Lithium battery residual capacity SOC prediction algorithm based on open-circuit voltage and battery temperature drive

Technical Field

The invention belongs to the technical field of management and control of lithium battery BMS (battery management system), and particularly relates to a prediction algorithm of a battery residual capacity SOC (state of charge).

Background

The development of energy storage systems and new energy automobile industry has pushed the development of energy storage batteries and power batteries. Compared with lead-acid and nickel-hydrogen batteries, the lithium ion battery has the advantages of high energy ratio, long service life and single body

The lithium battery has the advantages of high working voltage, low self-discharge rate, strong high-low temperature adaptability, no harmful heavy metal and the like, so that the lithium battery becomes the first choice of energy storage batteries and power batteries and is widely applied to practical systems. For lithium ion batteries, in the actual use process, the requirements of large capacity and high voltage are usually required to be met, and a single battery often cannot meet the requirements, so the lithium ion batteries are usually used by forming a battery pack through series-parallel connection. However, safety and consistency limit the widespread use of lithium ion batteries. Lithium batteries must operate in a reliable region, i.e., limited to a specific temperature, voltage and current range. Exceeding this area can result in irreversible damage or even explosion of the battery. Therefore, the lithium Battery pack requires a Battery Management System (BMS) to manage it.
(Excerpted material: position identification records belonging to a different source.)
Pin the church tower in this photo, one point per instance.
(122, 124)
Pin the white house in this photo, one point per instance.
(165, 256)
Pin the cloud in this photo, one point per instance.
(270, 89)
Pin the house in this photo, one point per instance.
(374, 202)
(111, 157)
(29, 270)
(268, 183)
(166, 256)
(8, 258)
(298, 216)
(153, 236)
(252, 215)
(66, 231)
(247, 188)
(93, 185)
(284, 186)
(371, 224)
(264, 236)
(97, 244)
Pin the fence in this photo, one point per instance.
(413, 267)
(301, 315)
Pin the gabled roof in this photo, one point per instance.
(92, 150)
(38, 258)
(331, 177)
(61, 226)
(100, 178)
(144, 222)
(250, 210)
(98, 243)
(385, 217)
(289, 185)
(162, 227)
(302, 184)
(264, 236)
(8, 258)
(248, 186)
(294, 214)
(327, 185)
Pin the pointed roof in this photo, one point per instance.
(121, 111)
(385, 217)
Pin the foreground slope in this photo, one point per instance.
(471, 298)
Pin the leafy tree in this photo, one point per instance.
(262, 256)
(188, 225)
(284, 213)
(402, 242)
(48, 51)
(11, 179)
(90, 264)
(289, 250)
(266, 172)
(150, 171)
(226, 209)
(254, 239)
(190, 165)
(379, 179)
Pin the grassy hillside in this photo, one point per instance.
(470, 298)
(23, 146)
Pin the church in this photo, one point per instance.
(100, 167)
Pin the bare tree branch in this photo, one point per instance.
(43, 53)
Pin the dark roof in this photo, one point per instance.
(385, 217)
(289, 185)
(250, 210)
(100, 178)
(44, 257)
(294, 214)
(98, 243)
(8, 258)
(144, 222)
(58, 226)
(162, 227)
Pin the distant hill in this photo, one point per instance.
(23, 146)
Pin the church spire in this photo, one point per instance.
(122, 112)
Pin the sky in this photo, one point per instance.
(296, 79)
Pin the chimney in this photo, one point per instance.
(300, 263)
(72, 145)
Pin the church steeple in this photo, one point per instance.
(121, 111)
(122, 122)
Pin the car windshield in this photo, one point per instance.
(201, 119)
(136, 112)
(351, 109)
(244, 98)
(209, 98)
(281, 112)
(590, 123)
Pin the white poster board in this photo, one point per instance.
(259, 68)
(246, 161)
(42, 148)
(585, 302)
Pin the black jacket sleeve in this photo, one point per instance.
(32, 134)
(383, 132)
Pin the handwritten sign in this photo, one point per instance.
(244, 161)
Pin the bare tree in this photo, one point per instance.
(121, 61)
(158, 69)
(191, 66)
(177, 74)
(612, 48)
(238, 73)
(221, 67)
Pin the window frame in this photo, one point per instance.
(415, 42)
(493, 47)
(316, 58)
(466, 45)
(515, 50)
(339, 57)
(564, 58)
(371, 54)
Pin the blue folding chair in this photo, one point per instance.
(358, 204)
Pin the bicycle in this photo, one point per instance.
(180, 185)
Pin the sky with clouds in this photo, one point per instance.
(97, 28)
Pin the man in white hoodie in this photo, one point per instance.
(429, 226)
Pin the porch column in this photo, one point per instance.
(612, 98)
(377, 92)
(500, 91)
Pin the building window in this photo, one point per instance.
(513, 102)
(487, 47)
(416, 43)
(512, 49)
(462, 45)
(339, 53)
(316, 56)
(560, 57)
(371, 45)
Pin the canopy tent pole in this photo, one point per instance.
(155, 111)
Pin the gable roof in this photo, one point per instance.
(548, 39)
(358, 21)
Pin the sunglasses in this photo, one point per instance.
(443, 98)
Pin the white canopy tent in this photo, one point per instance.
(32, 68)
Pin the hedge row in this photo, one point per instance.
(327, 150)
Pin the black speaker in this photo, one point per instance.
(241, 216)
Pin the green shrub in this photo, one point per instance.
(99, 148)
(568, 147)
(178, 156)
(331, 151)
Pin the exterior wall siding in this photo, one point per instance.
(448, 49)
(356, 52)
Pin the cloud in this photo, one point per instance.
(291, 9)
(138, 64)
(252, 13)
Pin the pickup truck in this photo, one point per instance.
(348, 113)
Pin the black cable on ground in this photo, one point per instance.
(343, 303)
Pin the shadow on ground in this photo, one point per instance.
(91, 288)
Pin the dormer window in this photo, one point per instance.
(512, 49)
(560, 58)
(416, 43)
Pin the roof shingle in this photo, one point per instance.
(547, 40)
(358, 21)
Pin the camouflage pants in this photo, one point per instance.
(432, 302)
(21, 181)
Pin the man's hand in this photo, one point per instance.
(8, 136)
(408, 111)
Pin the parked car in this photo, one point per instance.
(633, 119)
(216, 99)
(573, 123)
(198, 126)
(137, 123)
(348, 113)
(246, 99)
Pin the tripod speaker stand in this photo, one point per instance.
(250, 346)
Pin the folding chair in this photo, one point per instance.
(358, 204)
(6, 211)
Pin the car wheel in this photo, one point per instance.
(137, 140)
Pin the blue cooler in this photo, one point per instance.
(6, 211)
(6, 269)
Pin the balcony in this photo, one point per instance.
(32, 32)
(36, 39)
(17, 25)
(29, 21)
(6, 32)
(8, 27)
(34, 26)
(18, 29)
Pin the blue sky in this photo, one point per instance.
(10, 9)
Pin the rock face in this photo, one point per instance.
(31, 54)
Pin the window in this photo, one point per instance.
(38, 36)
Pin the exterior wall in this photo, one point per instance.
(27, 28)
By monitoring the basic parameters of the single batteries in the battery pack in real time, the BMS realizes parameter acquisition, fault diagnosis and fault protection on the batteries so that each single battery can operate within a safety range, and the inconsistency among the batteries is balanced through an equalizing circuit. State estimation is a main function of BMS, including real-time estimation of soh (state of health), soc (state of charge), and thermal state, etc. The SOH reflects the ratio of the current state of the battery to the ideal state for the state of health of the battery. The SOC is an important parameter of the battery, reflects the relative size of the remaining capacity of the battery, and is an important task of the battery management system to estimate the SOC in real time. The thermal state is the temperature change condition of the lithium battery under different loads. High-precision modeling is a core technology of a lithium battery module, so that state estimation is performed on the SOC, the SOH and the thermal state of a lithium battery, and the state estimation is used as a basis for charging and discharging, balance control and state monitoring of a lithium Battery Management System (BMS).

At present, a great deal of research is carried out at home and abroad aiming at battery management, but the existing method only uses single open-circuit voltage or ampere-hour integral as a state estimation model, ignores other factors such as a thermal model and the like, and causes the problems of low state estimation precision and lack of perception capability on hidden dangers such as thermal runaway and the like.

Disclosure of Invention

In order to solve the technical problems, the invention provides the SOC prediction algorithm for driving the residual capacity of the lithium battery based on the open-circuit voltage and the battery temperature, which has higher state estimation precision, plays a role in early warning of thermal runaway of the lithium battery and improves the use safety of the lithium battery.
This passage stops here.